フロントの切れ込みに対するリアの追従バランスもよく、安定したコーナリング姿勢です。ショックアブの減衰は伸び側も縮み側も緩めて自由に動かしています。けっしてスポーティな操縦性ではありませんが、クロスオーバー車としての操安の合わせ込みは秀逸です。
フルブレーキングではノーズダイブがやや大きめですが、リアサスがスーッと伸びて接地が失われません。
エンジン音がカウル部のエアコンフレッシュエア導入口を伝わって室内に入ってくるのが気になります。フロアからの振動系低周波音はまったく入ってこないぶん、さらにエンジンの吸気騒音が目立ちます。
2LNAエンジンは、マイルドハイブリッドのモーターがアクセルを踏んだ瞬間のトルクレスポンスをアシストするので、非力感はありません。
■レクサス LBX
同じように歩くほどのゆっくりとした速度でステアリングを左右に大きく切ると、若干左右の応答性に差があります。フロントの動きには左右差はありません。
リアサスに荷重が入った瞬間の追従性の違いで、右に切った時に遅れを感じます。つまり、左リアサスです。反力感が少なく、接地の感触も希薄です。微小な段差が連続する、波状路面区間を40km/h程度で走るとわかります。
左リアからは突き上げの振動が入ってきません。

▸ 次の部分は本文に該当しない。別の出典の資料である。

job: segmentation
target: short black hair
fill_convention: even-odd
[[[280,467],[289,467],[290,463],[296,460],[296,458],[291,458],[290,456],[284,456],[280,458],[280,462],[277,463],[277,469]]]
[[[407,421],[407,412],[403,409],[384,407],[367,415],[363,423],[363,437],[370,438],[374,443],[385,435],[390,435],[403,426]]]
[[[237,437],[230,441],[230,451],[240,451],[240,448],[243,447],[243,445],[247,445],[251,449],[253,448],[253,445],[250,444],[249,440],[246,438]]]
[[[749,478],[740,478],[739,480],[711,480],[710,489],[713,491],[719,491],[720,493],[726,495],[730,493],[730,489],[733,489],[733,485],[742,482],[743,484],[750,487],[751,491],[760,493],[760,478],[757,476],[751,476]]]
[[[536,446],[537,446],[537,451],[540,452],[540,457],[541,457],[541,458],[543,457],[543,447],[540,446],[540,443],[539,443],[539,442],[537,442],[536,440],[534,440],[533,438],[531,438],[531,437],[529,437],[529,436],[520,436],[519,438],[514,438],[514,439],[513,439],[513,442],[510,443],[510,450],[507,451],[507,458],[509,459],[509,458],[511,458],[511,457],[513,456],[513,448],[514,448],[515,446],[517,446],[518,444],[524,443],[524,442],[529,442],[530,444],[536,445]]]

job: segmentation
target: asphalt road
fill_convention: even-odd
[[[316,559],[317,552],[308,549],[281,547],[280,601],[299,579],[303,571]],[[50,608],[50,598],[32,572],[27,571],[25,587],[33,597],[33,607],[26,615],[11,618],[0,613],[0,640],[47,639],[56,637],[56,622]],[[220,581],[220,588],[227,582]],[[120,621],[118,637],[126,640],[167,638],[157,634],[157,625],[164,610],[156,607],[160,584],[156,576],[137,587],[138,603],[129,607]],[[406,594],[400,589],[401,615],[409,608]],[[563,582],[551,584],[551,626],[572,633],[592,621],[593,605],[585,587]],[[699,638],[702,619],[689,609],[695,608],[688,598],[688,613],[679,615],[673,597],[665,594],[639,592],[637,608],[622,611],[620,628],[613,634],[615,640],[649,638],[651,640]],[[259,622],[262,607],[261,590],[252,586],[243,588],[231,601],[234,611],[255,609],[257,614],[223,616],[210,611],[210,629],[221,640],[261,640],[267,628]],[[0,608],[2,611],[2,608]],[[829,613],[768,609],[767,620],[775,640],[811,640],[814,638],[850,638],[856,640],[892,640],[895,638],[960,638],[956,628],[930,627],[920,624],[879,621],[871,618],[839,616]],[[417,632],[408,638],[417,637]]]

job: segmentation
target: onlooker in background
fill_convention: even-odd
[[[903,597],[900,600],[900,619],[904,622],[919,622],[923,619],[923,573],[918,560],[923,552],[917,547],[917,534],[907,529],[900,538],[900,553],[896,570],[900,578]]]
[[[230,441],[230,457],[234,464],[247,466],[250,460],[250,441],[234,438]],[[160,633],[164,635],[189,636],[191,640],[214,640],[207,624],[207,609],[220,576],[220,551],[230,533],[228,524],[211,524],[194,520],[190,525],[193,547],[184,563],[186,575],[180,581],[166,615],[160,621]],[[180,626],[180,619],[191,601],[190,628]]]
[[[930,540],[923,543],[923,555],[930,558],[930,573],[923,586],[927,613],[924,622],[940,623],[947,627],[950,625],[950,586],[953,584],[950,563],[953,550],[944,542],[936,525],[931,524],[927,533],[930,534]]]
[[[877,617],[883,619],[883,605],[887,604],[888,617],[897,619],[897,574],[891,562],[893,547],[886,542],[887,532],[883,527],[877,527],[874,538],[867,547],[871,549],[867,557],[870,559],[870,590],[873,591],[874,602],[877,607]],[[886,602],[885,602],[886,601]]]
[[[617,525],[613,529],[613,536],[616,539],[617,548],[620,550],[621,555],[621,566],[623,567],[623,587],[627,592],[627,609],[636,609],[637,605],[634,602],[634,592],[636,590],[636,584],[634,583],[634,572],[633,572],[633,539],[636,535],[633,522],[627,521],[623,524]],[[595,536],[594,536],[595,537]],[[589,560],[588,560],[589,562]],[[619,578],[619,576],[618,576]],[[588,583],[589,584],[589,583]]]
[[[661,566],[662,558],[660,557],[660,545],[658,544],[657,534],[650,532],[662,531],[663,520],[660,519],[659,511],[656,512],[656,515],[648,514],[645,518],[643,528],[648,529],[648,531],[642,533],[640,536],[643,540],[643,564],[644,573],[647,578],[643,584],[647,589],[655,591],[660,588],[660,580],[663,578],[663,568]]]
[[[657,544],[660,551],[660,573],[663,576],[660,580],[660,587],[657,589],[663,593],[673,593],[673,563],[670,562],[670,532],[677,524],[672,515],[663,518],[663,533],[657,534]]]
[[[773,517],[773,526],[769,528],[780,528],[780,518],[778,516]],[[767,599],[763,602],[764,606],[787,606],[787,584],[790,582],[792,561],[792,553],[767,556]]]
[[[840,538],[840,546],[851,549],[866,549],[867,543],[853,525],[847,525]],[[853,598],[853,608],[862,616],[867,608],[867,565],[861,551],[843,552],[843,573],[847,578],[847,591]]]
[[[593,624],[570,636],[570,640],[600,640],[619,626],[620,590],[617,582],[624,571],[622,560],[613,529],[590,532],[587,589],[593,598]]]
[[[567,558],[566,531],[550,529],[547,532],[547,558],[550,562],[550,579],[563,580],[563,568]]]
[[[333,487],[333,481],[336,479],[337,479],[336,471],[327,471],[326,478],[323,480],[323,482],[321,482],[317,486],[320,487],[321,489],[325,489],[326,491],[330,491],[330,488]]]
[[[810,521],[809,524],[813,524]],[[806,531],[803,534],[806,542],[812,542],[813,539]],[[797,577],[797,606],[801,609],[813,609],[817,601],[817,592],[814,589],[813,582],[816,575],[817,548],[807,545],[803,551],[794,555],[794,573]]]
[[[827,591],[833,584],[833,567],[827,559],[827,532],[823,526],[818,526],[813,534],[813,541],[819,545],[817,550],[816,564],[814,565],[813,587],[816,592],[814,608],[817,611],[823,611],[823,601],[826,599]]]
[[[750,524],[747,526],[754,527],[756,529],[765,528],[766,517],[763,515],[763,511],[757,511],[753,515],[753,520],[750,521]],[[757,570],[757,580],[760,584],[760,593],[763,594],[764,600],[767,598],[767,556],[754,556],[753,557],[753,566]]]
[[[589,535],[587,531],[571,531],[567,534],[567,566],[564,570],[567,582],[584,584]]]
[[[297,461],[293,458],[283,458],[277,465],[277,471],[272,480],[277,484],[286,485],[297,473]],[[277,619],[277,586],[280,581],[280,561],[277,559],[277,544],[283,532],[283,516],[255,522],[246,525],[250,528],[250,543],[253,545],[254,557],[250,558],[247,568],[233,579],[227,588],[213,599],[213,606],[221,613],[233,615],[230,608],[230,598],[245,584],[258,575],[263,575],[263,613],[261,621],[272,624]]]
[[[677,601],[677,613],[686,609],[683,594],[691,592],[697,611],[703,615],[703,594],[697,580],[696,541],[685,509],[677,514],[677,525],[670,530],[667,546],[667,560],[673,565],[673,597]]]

これはショックアブやサスペンションの問題ではなく、車体です。トーションビームの取り付け部だと思います。
フロントは左右差なく反応しています。バネが硬いため、操舵に対する反応はシャープで“シュシュ”と動きます。ショックアブの微小入力域でややフリクションがあるため、足の動き出しが渋く、路面の小さな凹凸を拾ってゴツゴツした硬さを感じます。
3000rpm付近だけステアリングホイールに大きめの共振が出ます。これはエンジンです。3気筒の振動です。パワーユニット自体はよくできています。トヨタのハイブリッドシステムは完熟しています。
急制動ではペダルを踏み込んでからワンテンポ遅れて制動力が立ち上がります。常用域ではこの遅れはありません。この効き方は少し違和感がありますね。